William Schneider, Curator of Oral History and Associate in Anthropology at the Rasmuson Library, University of Alaska Fairbanks, introduced oral history “jukeboxes,” interactive, multimedia computer files that present and cross-reference oral history and related photos and maps. He has edited Kusiq: An Eskimo Life History from the Arctic Coast of Alaska (1991) and written So They Understand: Cultural Issues in Oral History (2002).

Mary Ellen Brown

Mary Ellen Brown, Professor of Folklore at the University of Indiana, is the editor of the Journal of Folklore Research. Her research interests in folklore include “all things Scottish,” as evidenced by numerous articles in that area and by her 1984 book on Burns and Tradition.

William Bernard McCarthy

William Bernard McCarthy, author of The Ballad Matrix (1990), teaches English and Comparative Literature at Pennsylvania State University, DuBois.

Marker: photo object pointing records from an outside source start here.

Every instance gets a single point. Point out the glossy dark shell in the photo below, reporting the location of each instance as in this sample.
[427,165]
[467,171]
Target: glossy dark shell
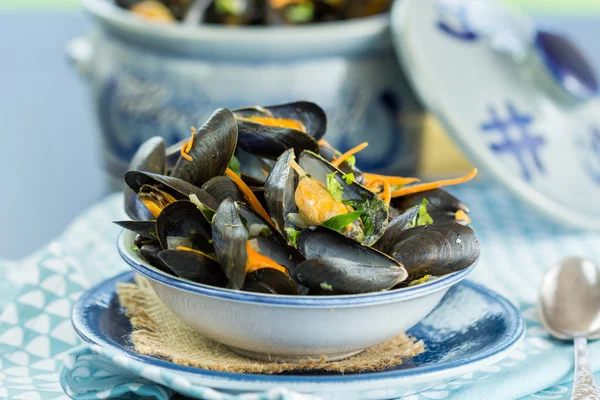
[270,141]
[212,149]
[283,255]
[229,240]
[318,168]
[221,188]
[279,191]
[341,276]
[194,266]
[324,243]
[150,253]
[437,249]
[182,224]
[395,228]
[272,281]
[150,157]
[177,188]
[146,229]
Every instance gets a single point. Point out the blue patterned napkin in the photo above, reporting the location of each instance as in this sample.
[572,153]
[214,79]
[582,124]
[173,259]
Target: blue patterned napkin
[36,337]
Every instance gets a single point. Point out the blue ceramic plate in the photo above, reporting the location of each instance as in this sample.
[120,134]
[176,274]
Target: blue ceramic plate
[471,328]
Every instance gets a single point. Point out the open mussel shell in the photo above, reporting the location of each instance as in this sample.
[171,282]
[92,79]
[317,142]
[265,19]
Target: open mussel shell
[330,154]
[272,281]
[279,191]
[147,229]
[437,249]
[221,188]
[194,266]
[150,157]
[325,243]
[395,228]
[179,189]
[150,253]
[211,151]
[375,209]
[342,276]
[265,140]
[229,240]
[282,254]
[181,223]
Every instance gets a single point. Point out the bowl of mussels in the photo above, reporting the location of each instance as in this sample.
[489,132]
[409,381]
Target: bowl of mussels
[260,235]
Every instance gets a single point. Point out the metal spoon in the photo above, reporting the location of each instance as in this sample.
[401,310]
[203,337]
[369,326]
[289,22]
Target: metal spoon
[569,308]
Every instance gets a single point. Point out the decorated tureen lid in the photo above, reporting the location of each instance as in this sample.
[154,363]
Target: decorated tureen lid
[521,102]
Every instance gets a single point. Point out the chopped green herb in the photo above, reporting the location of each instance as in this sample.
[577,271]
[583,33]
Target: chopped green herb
[235,166]
[422,217]
[335,189]
[419,281]
[370,209]
[351,161]
[339,222]
[349,178]
[292,235]
[301,12]
[228,7]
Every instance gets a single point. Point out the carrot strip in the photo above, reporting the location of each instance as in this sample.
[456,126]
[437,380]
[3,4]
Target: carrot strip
[258,261]
[336,163]
[276,122]
[187,146]
[248,195]
[386,195]
[434,185]
[460,215]
[392,180]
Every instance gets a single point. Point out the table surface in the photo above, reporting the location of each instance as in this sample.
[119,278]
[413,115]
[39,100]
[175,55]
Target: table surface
[49,158]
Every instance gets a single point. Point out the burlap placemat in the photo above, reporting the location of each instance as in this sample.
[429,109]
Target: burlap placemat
[157,331]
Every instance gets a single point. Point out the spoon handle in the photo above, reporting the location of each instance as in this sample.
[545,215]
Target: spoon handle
[584,387]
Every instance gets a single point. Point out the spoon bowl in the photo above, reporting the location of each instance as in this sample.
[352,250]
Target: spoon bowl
[569,303]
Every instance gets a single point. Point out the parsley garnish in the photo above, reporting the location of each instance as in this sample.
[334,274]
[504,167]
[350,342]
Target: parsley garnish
[339,222]
[349,178]
[235,166]
[335,189]
[292,235]
[422,217]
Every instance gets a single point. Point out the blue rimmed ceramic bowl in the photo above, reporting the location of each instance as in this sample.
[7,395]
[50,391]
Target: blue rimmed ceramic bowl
[291,328]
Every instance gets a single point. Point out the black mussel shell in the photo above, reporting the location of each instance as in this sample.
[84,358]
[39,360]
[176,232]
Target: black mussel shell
[221,188]
[147,229]
[270,141]
[268,280]
[437,249]
[181,223]
[395,228]
[212,149]
[194,266]
[342,276]
[173,154]
[282,254]
[150,157]
[325,243]
[179,189]
[150,253]
[375,209]
[439,200]
[229,240]
[329,154]
[279,191]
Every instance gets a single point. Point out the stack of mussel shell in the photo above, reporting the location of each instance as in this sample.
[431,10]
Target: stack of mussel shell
[254,12]
[256,200]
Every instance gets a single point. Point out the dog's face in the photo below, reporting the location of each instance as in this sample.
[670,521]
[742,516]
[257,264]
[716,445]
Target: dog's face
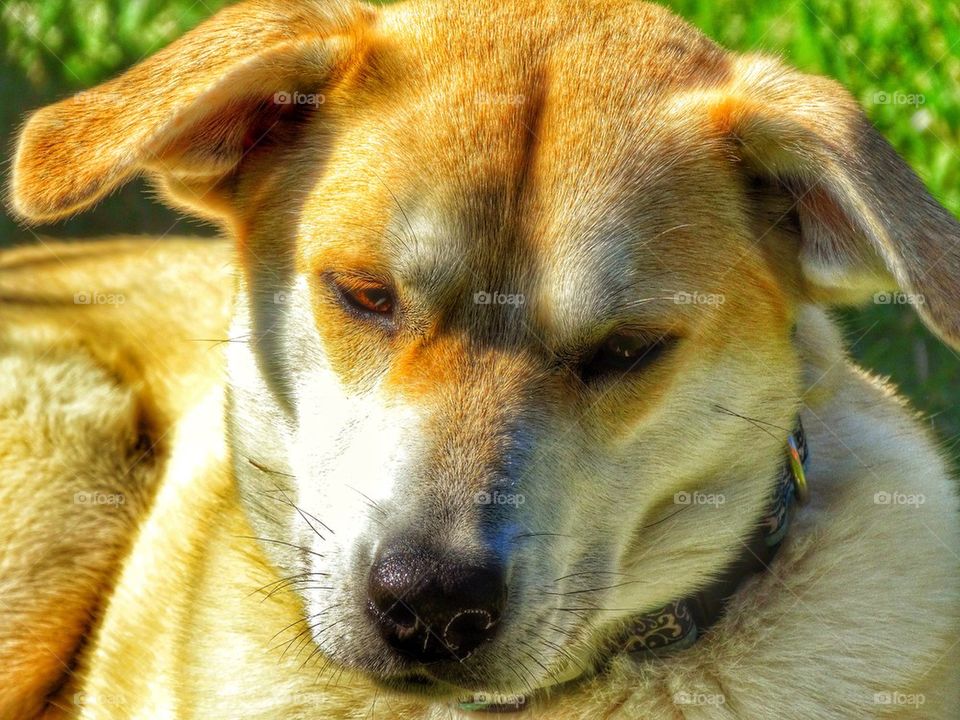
[517,293]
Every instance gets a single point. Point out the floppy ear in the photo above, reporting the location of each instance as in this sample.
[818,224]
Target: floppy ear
[867,222]
[190,112]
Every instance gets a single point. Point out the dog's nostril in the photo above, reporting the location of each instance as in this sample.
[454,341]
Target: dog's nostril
[468,629]
[433,610]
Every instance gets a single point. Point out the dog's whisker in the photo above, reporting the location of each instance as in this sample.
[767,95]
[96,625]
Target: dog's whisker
[280,542]
[300,620]
[757,423]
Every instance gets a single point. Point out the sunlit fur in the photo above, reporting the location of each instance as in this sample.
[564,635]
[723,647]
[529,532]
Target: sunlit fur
[604,162]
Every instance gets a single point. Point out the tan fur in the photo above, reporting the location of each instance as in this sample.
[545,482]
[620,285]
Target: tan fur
[599,158]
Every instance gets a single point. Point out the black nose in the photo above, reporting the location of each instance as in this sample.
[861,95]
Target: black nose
[433,609]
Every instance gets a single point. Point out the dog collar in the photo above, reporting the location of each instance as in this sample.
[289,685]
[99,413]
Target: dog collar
[679,624]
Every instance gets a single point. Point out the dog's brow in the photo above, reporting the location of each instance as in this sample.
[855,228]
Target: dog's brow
[422,249]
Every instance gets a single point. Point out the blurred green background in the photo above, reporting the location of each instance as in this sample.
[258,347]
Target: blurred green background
[901,58]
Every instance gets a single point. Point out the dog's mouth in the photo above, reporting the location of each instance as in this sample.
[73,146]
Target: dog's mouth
[424,686]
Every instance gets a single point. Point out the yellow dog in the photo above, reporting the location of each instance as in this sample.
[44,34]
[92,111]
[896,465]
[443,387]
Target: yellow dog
[513,388]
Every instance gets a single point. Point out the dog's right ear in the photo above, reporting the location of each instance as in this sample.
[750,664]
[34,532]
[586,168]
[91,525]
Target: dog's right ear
[190,112]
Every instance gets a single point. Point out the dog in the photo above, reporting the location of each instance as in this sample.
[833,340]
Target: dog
[514,388]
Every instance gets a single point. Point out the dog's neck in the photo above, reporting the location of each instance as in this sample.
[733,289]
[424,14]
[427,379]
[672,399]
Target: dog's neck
[680,623]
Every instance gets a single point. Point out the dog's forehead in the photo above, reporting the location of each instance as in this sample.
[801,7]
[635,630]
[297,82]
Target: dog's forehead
[530,153]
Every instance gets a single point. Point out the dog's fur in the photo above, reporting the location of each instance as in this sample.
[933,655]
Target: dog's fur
[600,160]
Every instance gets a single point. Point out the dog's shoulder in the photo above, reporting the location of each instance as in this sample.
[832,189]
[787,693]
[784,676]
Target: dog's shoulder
[102,346]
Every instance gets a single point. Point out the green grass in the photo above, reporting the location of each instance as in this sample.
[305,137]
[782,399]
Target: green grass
[51,47]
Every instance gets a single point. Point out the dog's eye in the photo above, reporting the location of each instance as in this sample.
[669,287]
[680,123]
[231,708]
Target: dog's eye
[623,353]
[366,296]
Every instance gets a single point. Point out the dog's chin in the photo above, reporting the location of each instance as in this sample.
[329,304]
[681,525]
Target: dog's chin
[419,684]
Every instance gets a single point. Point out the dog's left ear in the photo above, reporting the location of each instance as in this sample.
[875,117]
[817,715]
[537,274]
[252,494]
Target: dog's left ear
[867,222]
[189,114]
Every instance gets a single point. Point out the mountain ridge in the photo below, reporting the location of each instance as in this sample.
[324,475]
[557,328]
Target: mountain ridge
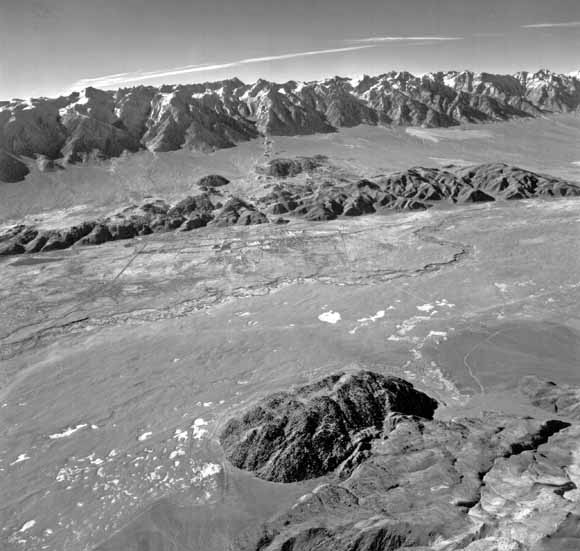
[209,116]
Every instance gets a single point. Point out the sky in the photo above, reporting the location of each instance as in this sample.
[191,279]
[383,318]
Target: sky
[52,47]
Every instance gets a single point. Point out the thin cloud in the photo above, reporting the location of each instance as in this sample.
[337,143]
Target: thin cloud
[426,39]
[125,78]
[551,25]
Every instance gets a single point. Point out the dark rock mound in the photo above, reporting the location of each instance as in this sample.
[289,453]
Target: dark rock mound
[563,400]
[212,180]
[12,169]
[292,436]
[417,484]
[192,204]
[285,168]
[237,212]
[474,196]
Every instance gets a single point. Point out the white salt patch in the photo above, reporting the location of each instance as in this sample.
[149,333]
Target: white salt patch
[176,453]
[425,307]
[22,457]
[27,526]
[198,431]
[67,432]
[209,469]
[180,435]
[380,314]
[330,317]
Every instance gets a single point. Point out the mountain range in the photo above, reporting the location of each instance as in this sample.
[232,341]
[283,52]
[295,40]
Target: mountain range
[216,115]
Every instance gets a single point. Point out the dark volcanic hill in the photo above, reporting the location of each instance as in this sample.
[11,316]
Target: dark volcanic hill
[210,116]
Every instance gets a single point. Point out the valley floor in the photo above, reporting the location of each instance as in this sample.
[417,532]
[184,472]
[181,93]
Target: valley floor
[548,145]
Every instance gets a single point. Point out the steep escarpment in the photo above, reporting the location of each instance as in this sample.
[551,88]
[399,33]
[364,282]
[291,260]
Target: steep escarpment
[399,479]
[319,198]
[210,116]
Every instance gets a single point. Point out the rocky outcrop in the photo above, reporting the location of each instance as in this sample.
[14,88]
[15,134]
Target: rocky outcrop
[237,212]
[12,169]
[149,217]
[309,432]
[283,168]
[400,480]
[209,116]
[413,189]
[317,199]
[562,400]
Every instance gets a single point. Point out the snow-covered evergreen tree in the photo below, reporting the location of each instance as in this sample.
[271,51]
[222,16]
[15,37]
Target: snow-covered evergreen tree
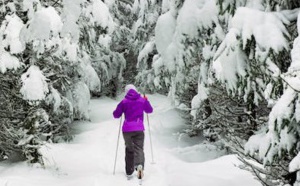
[50,65]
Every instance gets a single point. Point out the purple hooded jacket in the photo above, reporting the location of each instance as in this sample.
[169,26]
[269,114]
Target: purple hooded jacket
[133,106]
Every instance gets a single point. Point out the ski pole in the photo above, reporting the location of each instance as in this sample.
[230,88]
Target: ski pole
[117,146]
[150,140]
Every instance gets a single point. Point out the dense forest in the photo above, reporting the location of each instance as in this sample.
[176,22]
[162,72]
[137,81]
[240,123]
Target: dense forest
[230,66]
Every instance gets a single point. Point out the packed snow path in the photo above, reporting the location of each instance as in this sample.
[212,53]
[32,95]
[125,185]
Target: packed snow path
[88,160]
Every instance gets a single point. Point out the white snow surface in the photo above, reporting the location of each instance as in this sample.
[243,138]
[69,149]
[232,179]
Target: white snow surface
[89,159]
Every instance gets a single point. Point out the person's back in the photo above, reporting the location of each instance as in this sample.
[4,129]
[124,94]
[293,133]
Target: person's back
[133,106]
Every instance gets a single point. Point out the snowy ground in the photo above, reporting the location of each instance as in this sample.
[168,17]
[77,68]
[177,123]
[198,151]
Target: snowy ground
[88,160]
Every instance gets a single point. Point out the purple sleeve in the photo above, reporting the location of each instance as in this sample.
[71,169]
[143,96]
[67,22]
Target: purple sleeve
[147,107]
[119,110]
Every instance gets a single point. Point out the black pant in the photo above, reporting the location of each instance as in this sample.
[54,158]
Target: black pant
[134,151]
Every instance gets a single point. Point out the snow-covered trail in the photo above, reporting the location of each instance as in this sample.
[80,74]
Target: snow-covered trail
[88,160]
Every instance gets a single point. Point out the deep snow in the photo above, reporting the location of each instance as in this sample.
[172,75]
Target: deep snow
[88,160]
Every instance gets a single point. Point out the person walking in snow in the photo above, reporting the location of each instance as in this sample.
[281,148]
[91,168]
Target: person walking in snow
[133,106]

He is currently editing a survey collection of United States folk tales.

Thomas Pettitt

Thomas Pettitt is Associate Professor at the Institute for Literature, Culture, and Media Studies at the University of Southern Denmark, with teaching and research interests centering on early literature, theater, and related “folk” traditions. His most recent articles appear in Medieval English Theatre and European Medieval Drama.